Well, I'm moritifed.  It happened.  I've been called out.  Discovered, exposed, unmasked, revealed.  "J'accuse!" is ringing in my ear.  I dared to venture into the Dark Side, and it has bitten me soundly on the ass.

Here I am thinking the only people who are reading this blog are related to me by blood or by  other common traumatic experience, such as college, or grad school, or Dr. Thornberg's 10th grade chemistry class.  (Actually, I'm pretty sure those really are the only people read my blog.  I use StatCounter, I know the numbers.  But let me continue.)  Little do I realize that there are other performers here at the Fringe who engage in the same obsessive behavior I do, which is to Google one's own show on a horrifyingly regular basis.   I, myself, Google The Americans at least a half-dozen times a day.  I wouldn't accuse anyone else of being nearly so vain.

I think you can see where this is heading.

There I am at the Loft Bar -- the VIP bar at my venue -- when I recognize a gentleman who I'd met in passing and whose show I'd recently seen.  I hailed to him across the room, told him I liked his show, and he replied with, "Oh no you didn't, I read your blog."

Now, if you listen closely dear reader, you can hear the sound of my brother's head hanging in shame, and my father trying to hide himself under a couch cushion.

I'll spare you the details, but suffice it to say I spent the next hour reeling in hideous, appalling humiliation.  Happily, that hour and the next few were also spent in lovely, engaging conversation with said performer who could not have been more gracious and forgiving under the circumstances.  (Gracious and forgiving -- like he really cared all that deeply about what some chick wrote on her blog.  Still.)

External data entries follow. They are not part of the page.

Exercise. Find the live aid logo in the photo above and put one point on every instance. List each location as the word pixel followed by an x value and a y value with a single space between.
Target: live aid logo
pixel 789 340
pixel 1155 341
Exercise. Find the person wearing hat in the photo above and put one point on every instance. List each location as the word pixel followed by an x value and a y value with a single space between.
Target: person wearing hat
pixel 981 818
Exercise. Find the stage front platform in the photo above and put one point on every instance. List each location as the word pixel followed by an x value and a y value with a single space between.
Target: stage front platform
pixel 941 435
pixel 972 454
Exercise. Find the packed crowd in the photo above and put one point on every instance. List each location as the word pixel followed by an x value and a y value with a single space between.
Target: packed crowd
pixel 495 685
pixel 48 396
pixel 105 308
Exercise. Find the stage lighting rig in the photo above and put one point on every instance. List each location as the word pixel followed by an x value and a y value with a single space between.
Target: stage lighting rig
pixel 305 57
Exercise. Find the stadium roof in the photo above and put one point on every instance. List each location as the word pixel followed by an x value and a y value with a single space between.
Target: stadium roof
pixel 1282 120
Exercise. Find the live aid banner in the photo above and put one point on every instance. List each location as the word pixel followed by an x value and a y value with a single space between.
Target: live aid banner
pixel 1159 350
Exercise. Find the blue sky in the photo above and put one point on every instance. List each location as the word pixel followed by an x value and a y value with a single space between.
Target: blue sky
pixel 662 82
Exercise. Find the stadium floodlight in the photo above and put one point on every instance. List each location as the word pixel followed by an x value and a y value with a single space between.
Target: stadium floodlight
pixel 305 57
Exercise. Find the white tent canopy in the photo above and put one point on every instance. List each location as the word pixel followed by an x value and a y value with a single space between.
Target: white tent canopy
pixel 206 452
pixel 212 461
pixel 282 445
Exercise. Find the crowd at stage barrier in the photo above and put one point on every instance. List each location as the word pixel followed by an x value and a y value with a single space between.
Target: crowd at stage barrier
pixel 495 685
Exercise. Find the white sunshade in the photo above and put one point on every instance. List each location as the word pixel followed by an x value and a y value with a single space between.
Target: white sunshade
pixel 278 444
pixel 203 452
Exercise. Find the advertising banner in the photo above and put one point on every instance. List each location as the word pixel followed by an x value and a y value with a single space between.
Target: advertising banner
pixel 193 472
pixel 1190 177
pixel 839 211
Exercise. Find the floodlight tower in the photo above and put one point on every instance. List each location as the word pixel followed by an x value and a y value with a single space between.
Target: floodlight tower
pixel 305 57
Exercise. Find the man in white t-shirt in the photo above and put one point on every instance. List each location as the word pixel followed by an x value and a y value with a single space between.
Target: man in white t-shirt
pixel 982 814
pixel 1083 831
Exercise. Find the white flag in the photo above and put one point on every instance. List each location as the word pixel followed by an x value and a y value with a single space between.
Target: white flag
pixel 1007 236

This terrible experience has naturally led me to question whether I shouldn't just take my lumps, call it a lesson learned, and pull the review column all together.  After all, here I am dishing out "S'okays" to top-rated shows when my own humble offering has not yet broken (and might not ever) the ever-so-important four star mark.  However, when I proclaimed my intention for removing the reviews, Mr. Gracious Performer insisted I refrain, even going so far as to tell me I had integrity -- presumably because I'd readily and sincerely discussed with him my reasons for not giving his show high marks.  Nice of him to say.  I still wanted to redeem my shabby karma by their immediate removal.

All the same, at the end of the evening and for the moment, the reviews stay.  After all, I did have the instinct (and vanity -- it's a theme in this post) to share my opinions with the blogosphere in the first place, so until such time as I can give the whole matter further thought, the reviews stay.  However, you will now note, I have made some alterations to the review column:  all reviews are now prefaced with the disclaimer that, "I am just a git."

I wish Broadway Baby would have done us the same courtesy.